Quelque soit l’heure du match, la bière coule à flot. Des litres d’alcool, bus sous l’œil vigilant des policiers qui peuvent à tout moment interdire l’accès au stade aux supporters les plus éméchés. Pour gagner la tribune, deuxième contrôle effectué par les vigiles du club, ils ont carte blanche pour refouler les fauteurs de trouble, même s’ils ont payé leur billet au prix fort. Pendant la rencontre, les caméras de surveillance permettent de repérer les fans un peu trop excités et donc d’empêcher ce genre de comportement. Quant aux individus les plus dangereux, ils figurent sur un fichier national et sont, tout simplement, privés de football. A chaque rencontre, ces 3000 hooligans doivent se présenter au commissariat de leur quartier.

« La police britannique est devenue la meilleure au monde pour tout ce qui touche au hooliganisme.
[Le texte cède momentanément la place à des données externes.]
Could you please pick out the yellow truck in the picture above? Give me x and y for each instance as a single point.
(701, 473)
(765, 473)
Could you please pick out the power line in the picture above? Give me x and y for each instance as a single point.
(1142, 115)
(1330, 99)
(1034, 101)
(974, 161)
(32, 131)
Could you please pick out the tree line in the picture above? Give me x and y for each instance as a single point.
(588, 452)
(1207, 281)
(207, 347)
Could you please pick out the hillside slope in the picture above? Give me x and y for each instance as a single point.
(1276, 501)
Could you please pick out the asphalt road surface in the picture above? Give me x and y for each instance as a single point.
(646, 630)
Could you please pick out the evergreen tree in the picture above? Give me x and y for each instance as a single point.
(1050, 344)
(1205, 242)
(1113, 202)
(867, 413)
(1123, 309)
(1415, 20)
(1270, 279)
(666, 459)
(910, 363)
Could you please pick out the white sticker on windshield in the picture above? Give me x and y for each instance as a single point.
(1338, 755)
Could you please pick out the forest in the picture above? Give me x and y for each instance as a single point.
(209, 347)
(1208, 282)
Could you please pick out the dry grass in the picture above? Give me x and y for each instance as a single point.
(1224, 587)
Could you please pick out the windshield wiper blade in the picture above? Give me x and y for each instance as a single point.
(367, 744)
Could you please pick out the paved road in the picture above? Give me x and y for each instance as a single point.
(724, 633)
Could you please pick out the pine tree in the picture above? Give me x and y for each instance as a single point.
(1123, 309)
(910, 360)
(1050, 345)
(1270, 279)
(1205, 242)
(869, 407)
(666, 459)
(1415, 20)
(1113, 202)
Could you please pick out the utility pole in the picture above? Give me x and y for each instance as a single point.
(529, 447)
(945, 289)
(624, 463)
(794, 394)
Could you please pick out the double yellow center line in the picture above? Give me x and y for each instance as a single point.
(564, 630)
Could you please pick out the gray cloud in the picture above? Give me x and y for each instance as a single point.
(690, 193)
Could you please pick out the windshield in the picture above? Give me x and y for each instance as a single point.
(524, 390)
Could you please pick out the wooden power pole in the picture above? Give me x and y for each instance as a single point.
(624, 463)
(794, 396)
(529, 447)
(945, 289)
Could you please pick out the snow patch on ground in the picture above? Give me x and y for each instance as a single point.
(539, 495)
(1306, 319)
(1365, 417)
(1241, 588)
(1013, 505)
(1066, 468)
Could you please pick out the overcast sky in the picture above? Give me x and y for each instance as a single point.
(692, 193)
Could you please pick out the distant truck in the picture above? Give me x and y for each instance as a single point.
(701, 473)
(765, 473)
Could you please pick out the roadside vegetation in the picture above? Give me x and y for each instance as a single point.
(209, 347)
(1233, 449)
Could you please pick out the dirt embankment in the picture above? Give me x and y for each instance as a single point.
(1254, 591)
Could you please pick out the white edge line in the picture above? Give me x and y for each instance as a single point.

Ils ont créé une unité spéciale qui ne s’occupe que de nous. Alors, pour être honnête, je n’essaye même pas d’aller au stade. Je sais très bien que quoi que je fasse, je ne pourrais pas rentrer. »

 

La traque des hooligans ne s’arrête pas aux frontières du royaume. Dès qu’une équipe anglaise joue à l’étranger, la police patrouille les aéroports et vérifie l’identité des supporters.

« S’ils viennent à l’aéroport, c’est qu’ils n’ont pas remis leur passeport à la police comme la loi l’impose. Nous pouvons alors les arrêter. Ils risquent 6 mois de prison ou 6000 euros d’amende. »

 

Une politique répressive qui a porté ses fruits. Débarrassés des hooligans, les stades anglais ont retrouvé un certain fair-play, même si les injures et les sifflets n’ont pas disparu.